Das
Wichtigste, o Herr- und Häschenschaften, zuerst: Es gibt eine neue Definition von First World Problems. Denn irgendwann im Sommer ward mir das
Glück zuteil, einen TV-Spot zu sehen. Das allein wäre noch nichts Besonderes,
doch beworben wurde ein rezeptfreies Medikament, und eine der wichtigsten
erwünschten Wirkungen des Pulvers, so ließ ich mich belehren, ist ein
stärkerer Harnstrahl. Da kann ich nur sagen: Eure Sorgen und Rothschilds
Geld! (Der Slogan zu dem Mittel lautet übrigens Weniger müssen. Besser können. und sei euch hiermit zur Anwendung
in praktisch allen Lebensbereichen empfohlen.)
Nun
zur Kultur.

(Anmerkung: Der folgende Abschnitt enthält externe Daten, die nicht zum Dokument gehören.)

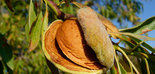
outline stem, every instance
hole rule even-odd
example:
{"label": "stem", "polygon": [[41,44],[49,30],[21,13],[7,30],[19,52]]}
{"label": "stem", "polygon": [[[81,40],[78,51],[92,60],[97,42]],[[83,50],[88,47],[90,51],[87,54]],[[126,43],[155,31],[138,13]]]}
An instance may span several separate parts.
{"label": "stem", "polygon": [[57,16],[61,16],[61,11],[57,7],[57,5],[51,0],[44,0],[47,4],[53,9]]}
{"label": "stem", "polygon": [[129,59],[129,57],[127,56],[127,54],[121,49],[119,48],[118,46],[114,46],[118,51],[120,51],[124,56],[125,58],[128,60],[129,64],[131,64],[131,66],[133,67],[133,69],[135,70],[136,74],[140,74],[137,70],[137,68],[134,66],[134,64],[131,62],[131,60]]}
{"label": "stem", "polygon": [[116,57],[116,52],[115,52],[115,60],[116,60],[116,64],[117,64],[117,68],[118,68],[118,73],[119,74],[121,74],[121,70],[120,70],[120,66],[119,66],[119,61],[118,61],[118,59],[117,59],[117,57]]}
{"label": "stem", "polygon": [[146,70],[147,70],[147,74],[150,74],[150,70],[149,70],[149,64],[146,58],[144,58],[145,60],[145,64],[146,64]]}

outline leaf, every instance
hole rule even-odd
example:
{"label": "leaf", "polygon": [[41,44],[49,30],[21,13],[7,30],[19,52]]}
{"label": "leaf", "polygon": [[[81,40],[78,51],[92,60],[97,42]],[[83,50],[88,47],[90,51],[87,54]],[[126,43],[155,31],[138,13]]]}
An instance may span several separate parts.
{"label": "leaf", "polygon": [[[132,40],[134,40],[137,43],[142,42],[142,40],[134,38],[134,37],[130,37]],[[152,48],[149,44],[147,44],[146,42],[141,43],[142,46],[144,46],[145,48],[147,48],[148,50],[152,51],[153,53],[155,53],[155,49]]]}
{"label": "leaf", "polygon": [[121,74],[127,74],[126,70],[123,68],[123,66],[119,63]]}
{"label": "leaf", "polygon": [[42,37],[47,27],[48,27],[48,8],[47,8],[47,3],[46,3],[46,11],[44,14],[44,20],[43,20],[43,25],[42,25]]}
{"label": "leaf", "polygon": [[41,29],[42,29],[42,12],[40,12],[37,22],[35,26],[32,29],[32,32],[30,34],[30,46],[29,51],[32,51],[35,49],[39,43],[40,35],[41,35]]}
{"label": "leaf", "polygon": [[150,74],[150,69],[149,69],[149,64],[146,58],[144,58],[145,64],[146,64],[146,70],[147,70],[147,74]]}
{"label": "leaf", "polygon": [[58,16],[61,15],[61,11],[59,10],[57,5],[52,0],[44,0],[44,1],[47,2],[49,7],[56,13],[56,15],[58,15]]}
{"label": "leaf", "polygon": [[145,32],[152,31],[155,29],[155,16],[147,19],[143,23],[127,29],[121,29],[121,32],[130,32],[135,34],[144,34]]}
{"label": "leaf", "polygon": [[9,62],[12,58],[12,47],[7,43],[5,37],[0,34],[0,57],[3,62]]}
{"label": "leaf", "polygon": [[12,7],[12,4],[11,4],[11,0],[5,0],[5,3],[7,5],[7,7],[13,12],[13,7]]}
{"label": "leaf", "polygon": [[[0,34],[0,61],[2,61],[8,69],[13,70],[12,47],[7,43],[4,35]],[[7,64],[7,65],[6,65]]]}
{"label": "leaf", "polygon": [[26,37],[28,40],[29,40],[30,29],[31,29],[32,24],[34,23],[35,20],[36,20],[36,13],[34,11],[34,5],[31,0],[30,5],[29,5],[29,12],[28,12],[28,23],[25,26]]}
{"label": "leaf", "polygon": [[115,49],[117,49],[118,51],[120,51],[124,55],[124,57],[127,59],[127,61],[129,62],[129,64],[133,67],[133,69],[135,70],[135,72],[137,74],[139,74],[139,71],[137,70],[137,68],[135,67],[135,65],[131,62],[131,60],[129,59],[129,57],[127,56],[127,54],[120,47],[118,47],[118,46],[114,46],[114,47],[115,47]]}
{"label": "leaf", "polygon": [[[110,33],[110,34],[116,34],[116,33]],[[147,36],[142,36],[142,35],[138,35],[138,34],[134,34],[134,33],[127,33],[127,32],[117,32],[117,34],[121,34],[121,35],[127,35],[127,36],[131,36],[137,39],[143,39],[145,41],[155,41],[155,38],[152,37],[147,37]]]}

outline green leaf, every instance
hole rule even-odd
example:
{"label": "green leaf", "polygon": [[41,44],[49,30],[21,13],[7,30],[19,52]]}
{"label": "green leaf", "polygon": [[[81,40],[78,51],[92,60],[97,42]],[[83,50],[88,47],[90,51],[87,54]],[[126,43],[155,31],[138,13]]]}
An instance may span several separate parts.
{"label": "green leaf", "polygon": [[155,29],[155,16],[147,19],[143,23],[127,29],[121,29],[121,32],[130,32],[135,34],[143,34],[145,32],[151,31]]}
{"label": "green leaf", "polygon": [[155,38],[147,37],[147,36],[142,36],[142,35],[138,35],[138,34],[134,34],[134,33],[120,32],[118,34],[123,34],[123,35],[131,36],[131,37],[134,37],[134,38],[137,38],[137,39],[143,39],[145,41],[155,41]]}
{"label": "green leaf", "polygon": [[44,20],[43,20],[43,25],[42,25],[42,36],[44,32],[46,31],[47,27],[48,27],[48,8],[47,8],[47,3],[46,3],[46,11],[44,14]]}
{"label": "green leaf", "polygon": [[[130,37],[132,40],[134,40],[137,43],[142,42],[142,40],[134,38],[134,37]],[[146,42],[141,43],[142,46],[144,46],[145,48],[147,48],[148,50],[150,50],[151,52],[155,53],[155,49],[152,48],[149,44],[147,44]]]}
{"label": "green leaf", "polygon": [[7,63],[12,58],[12,47],[7,43],[7,40],[5,37],[0,34],[0,57],[2,58],[2,61]]}
{"label": "green leaf", "polygon": [[30,33],[30,46],[29,51],[32,51],[35,49],[39,43],[40,35],[41,35],[41,29],[42,29],[42,12],[40,12],[37,22],[32,28],[32,32]]}
{"label": "green leaf", "polygon": [[126,70],[123,68],[123,66],[119,63],[121,74],[127,74]]}
{"label": "green leaf", "polygon": [[29,32],[35,20],[36,20],[36,13],[34,11],[34,5],[31,0],[30,5],[29,5],[29,12],[28,12],[28,23],[25,26],[25,32],[26,32],[27,39],[29,39]]}

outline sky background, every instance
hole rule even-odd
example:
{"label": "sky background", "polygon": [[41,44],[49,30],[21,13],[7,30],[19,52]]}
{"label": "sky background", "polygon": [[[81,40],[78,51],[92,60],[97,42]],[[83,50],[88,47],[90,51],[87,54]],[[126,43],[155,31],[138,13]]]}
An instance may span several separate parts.
{"label": "sky background", "polygon": [[[138,16],[141,18],[141,22],[145,21],[146,19],[155,16],[155,0],[148,0],[148,1],[144,1],[142,0],[143,3],[143,11],[141,14],[139,14]],[[116,20],[112,21],[117,27],[119,26],[116,22]],[[133,27],[132,23],[127,23],[128,27]],[[148,36],[149,37],[154,37],[155,38],[155,30],[148,32]],[[116,40],[117,41],[117,40]],[[152,47],[155,48],[155,41],[146,41],[146,43],[148,43],[149,45],[151,45]]]}
{"label": "sky background", "polygon": [[[148,19],[149,17],[155,16],[155,0],[143,1],[144,5],[143,12],[139,15],[141,21]],[[155,37],[155,30],[148,32],[149,37]],[[152,47],[155,47],[155,41],[147,41]]]}

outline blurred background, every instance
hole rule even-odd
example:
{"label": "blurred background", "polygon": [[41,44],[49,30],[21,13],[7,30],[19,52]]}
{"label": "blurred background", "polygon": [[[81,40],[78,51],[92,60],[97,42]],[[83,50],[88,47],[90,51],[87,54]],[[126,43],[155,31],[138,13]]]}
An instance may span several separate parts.
{"label": "blurred background", "polygon": [[[63,0],[51,0],[59,4]],[[155,0],[74,0],[88,5],[113,22],[119,29],[133,27],[155,16]],[[45,5],[41,0],[33,0],[35,12]],[[29,40],[25,25],[28,22],[29,0],[0,1],[0,74],[9,73],[50,73],[42,52],[41,42],[34,51],[28,52]],[[66,13],[73,13],[74,6],[60,6]],[[68,12],[69,10],[69,12]],[[44,13],[44,12],[43,12]],[[55,20],[49,8],[49,22]],[[155,31],[145,35],[155,37]],[[155,41],[147,41],[155,47]],[[123,46],[123,45],[122,45]],[[5,59],[2,59],[5,58]]]}

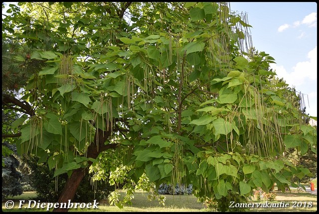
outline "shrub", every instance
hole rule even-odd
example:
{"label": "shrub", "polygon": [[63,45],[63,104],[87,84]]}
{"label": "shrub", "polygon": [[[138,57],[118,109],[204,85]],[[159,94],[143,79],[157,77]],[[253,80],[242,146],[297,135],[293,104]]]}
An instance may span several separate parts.
{"label": "shrub", "polygon": [[257,201],[273,201],[276,199],[277,195],[274,192],[269,193],[264,192],[261,188],[254,191],[254,196]]}
{"label": "shrub", "polygon": [[21,185],[22,176],[21,173],[16,170],[19,163],[13,155],[16,152],[16,147],[5,142],[2,143],[3,146],[8,148],[13,153],[6,157],[2,157],[4,164],[4,166],[2,168],[2,201],[8,196],[18,196],[22,194]]}
{"label": "shrub", "polygon": [[[32,169],[31,186],[37,193],[37,200],[56,202],[68,179],[66,174],[53,178],[54,170],[49,170],[47,165],[38,164],[38,157],[30,157],[28,163]],[[75,202],[92,202],[107,198],[114,187],[108,182],[97,182],[93,187],[90,175],[87,174],[79,186],[73,201]]]}
{"label": "shrub", "polygon": [[315,188],[317,189],[317,178],[315,178],[314,179],[312,179],[311,180],[310,180],[310,182],[309,183],[309,186],[310,187],[310,183],[313,183],[315,185]]}
{"label": "shrub", "polygon": [[162,195],[190,195],[193,190],[192,185],[190,184],[186,188],[185,185],[176,184],[173,189],[171,184],[162,184],[159,187],[159,193]]}

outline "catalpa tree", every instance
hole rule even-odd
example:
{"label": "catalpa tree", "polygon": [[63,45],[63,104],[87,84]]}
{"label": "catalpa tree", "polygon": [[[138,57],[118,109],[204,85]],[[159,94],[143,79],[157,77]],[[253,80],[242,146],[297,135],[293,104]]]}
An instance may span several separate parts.
{"label": "catalpa tree", "polygon": [[251,26],[228,3],[18,5],[2,38],[33,70],[20,97],[2,93],[2,108],[24,113],[9,136],[19,153],[68,175],[58,202],[73,198],[92,163],[115,160],[136,183],[192,184],[221,211],[258,188],[284,191],[294,175],[311,176],[283,157],[290,148],[317,152],[302,98],[272,81],[274,59],[253,54]]}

Ein Sommernachtstraum ist
ja nichts, was man groß vorstellen müsste: Hochgestelltes Volk heiratet in
Athen, und einfache Leute machen sich sympathisch lächerlich, indem sie ihren
Teil zu den Feierlichkeiten beizutragen versuchen. Neu ist: Man kann sich jetzt
wie die Fürsten im Sommernachtstraum
fühlen, um den Preis eines Tickets für Die
Fledermaus in der Volksoper.
Denn
das Zweckdichterbalg, müsst ihr wissen, schätzt die Musik, weshalb es mich zu einer
Darbietung obgedachten Operettenklassikers verschlug. Eine Operette bietet ja
den theoretischen Vorteil, dass auch Schweinsohreninhaber
wie euer Kolumnator dabei ihren Genuss finden: Wenn es mit der Wertschätzung
der gesanglichen Darbietung hapert, bleiben immer noch die Dialoge! Kennt man
ja aus der Filmfassung mit Otto „Otti“ Schenk und Peter Alexander.
Doch
heutzutage, belehrte mich (zu spät) Wikipedia, haben es Operettenregisseure
schwer. Die Sängerinnen und Sänger wollen entweder gleich richtig Oper singen, oder sie wollen gleich
richtig Musicalstars werden. Weil
man Operetten anscheinend nicht mit Musicalistinnen besetzen kann, findet sich
euer Zweckdichter dann auf einem ziemlich guten Platz und staunt, wie eine
Riege international gefeierter Soprane, Tenöre und Baritone sich der Fledermaus-Dialoge unterwindet. Die
resultierende Hilflosigkeit ist so echt wie jene der Athener Handwerker, weil
nämlich die einschlägigen politischen Kleingeldwechsler es bislang versäumt
haben, einen Integrationskurs als Voraussetzung einer internationalen
Opernkarriere zu fordern. Das Deutsch mancher Stars ist von einer Qualität,
dass sie Mühe haben, ihren Text wenigstens in korrekter Satzstellung zu
bringen. Von einer pointierten Darbietung des Wiener Klassikers (womöglich mit
adäquatem Akzent) ist man so weit entfernt wie Matthias Strolz von elder
statesmanship. Auf gut Deutsch: Wenn
Strauß’sche Operettentexte mit dem Zungenschlag einer ostösterreichischen
Baustelle geboten werden und damit Applaus zu holen ist, ist auch die Operette
als Genre offensichtlich zu einer solchen geworden.
Weil
wir (also ich)schon beim Herummotschkern sind: „Irmgard Griss pocht deshalb bereits seit längerem auf eine
‚Politikerhaftung’, wie sie es nennt“, behauptete Der Standard vor ein paar Tagen. Eben nicht! Irmgard Griss hätte
gerne eine Politikerhaftung, auf die sie pochen könnte. Da es aber keine gibt,
muss sie jene erst fordern, und kann dann vielleicht irgendwann im Anlassfall
auf sie pochen. Denn pochen kann man nur auf etwas, was schon da ist. Sonst
vergilbt das Sprachbild, kriegt Risse und wird in die Lade verräumt, weil sich
keiner überwinden kann, es wegzuschmeißen.
Schließlich
gab es noch einen Supradyn-Spot, in
dem es hieß, dass 86 % der Frauen in Deutschland sich manchmal müde und
erschöpft fühlen. Wenn das so ist, Herrschaften, will ich bitte kein Supradyn.
Ich will das, was sich die andern 14 Prozent reinpfeifen. Schönes Wochenende!